There is currently no aeronautical engineering department in any of the universities in the country but Ethiopian hopes to work with the Addis Ababa University Faculty of Science and Technology and other universities and technical schools. “We will hire young engineers and train them in our aviation academy,” Tasew said.
Ethiopian recently signed a partnership business agreement with ACM Aerospace of Germany that would enable it to set up a facility in Ethiopia to manufacture and supply aircraft seat covers, safety belts, carpets and many other interior parts to ACM.
According to the agreement, the facility will have the EASA part 21G certified production facility (POA) certification, which is a core requirement to be met in the industry.
Gebremariam said the partnership agreement is a big milestone in realising Ethiopia’s plan to set up an aerospace manufacturing industry. “The project will surely create significant job opportunities for the young, educated taskforce and will support and synergize with the textile and leather manufacturing industries being developed in the country.”
ACM Aerospace specialises in aircraft seats and other interior parts.

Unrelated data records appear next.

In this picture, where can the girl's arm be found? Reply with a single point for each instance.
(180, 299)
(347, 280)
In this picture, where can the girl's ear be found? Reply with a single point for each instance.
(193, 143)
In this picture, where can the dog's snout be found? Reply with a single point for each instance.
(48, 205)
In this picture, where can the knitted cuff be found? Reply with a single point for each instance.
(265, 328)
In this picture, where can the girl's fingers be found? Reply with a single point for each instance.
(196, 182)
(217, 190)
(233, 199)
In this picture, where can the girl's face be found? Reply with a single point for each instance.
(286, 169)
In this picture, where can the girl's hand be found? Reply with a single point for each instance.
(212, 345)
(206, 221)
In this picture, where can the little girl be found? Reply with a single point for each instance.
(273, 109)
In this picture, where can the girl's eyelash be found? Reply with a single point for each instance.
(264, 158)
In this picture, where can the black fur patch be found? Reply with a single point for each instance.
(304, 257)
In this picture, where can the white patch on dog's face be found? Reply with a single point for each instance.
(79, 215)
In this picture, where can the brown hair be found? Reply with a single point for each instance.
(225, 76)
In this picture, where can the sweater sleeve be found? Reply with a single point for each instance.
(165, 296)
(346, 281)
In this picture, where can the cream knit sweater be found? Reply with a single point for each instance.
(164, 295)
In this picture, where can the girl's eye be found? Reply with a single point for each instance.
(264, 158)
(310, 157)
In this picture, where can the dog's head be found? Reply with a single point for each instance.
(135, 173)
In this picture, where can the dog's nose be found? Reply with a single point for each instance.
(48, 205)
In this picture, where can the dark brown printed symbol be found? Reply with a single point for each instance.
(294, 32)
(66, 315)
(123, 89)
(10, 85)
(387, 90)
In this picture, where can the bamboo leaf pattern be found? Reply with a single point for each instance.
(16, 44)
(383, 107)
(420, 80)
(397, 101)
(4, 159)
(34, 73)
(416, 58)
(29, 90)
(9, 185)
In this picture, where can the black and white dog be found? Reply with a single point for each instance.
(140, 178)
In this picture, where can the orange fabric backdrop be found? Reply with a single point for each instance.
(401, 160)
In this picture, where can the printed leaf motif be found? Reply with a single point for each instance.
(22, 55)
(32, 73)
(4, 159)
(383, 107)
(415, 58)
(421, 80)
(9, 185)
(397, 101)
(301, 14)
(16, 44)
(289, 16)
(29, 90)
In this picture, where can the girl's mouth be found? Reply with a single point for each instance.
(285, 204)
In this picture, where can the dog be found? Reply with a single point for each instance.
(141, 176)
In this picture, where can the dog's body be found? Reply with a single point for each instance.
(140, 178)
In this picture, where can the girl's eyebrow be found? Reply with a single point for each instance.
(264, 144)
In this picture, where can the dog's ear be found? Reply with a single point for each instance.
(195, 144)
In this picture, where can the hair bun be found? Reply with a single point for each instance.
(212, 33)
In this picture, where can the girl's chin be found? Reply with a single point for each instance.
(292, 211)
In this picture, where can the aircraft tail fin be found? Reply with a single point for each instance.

Seat covers, carpets and other cabin interior parts are manufactured from special fabric and leather materials that are certified and meet the strictest requirements set by aviation regulators. Accordingly, the facility will, in the beginning, import such raw materials.
However, it will shortly have the capability to certify the leather and fabrics that are produced in Ethiopia and use them in the production process, thereby supporting the textile and leather manufacturing industries of the country.
According to Ethiopian, the facility will generate a considerable amount of foreign exchange and create job opportunities for more than 100 people.
Arash Noshari, managing director of ACM aerospace, said his company was looking forward to setting up a very strong partnership with the Ethiopian Airlines Group; one that could grow together with aircraft interior products made in Ethiopia. “I am very proud to cooperate on a high-quality level with the largest carrier in Africa and I’m pretty sure that this is a great step into the future,” Noshari said.
The aerospace manufacturing company would be a subsidiary company of the Ethiopian Aviation Group, which now has eight profit centres.
The group will transform into a holding company comprising nine subsidiary companies including aerospace manufacturing, Ethiopian International Airlines, Ethiopian Express (regional airline), cargo and logistics, catering, MRO, aviation academy, Ethiopian Airports, ground-handling, and hotel and tour.
“We have seen that the opportunity is there,” Tasew said. “We want to do the same as what Morocco Tunisia and South Africa are doing.”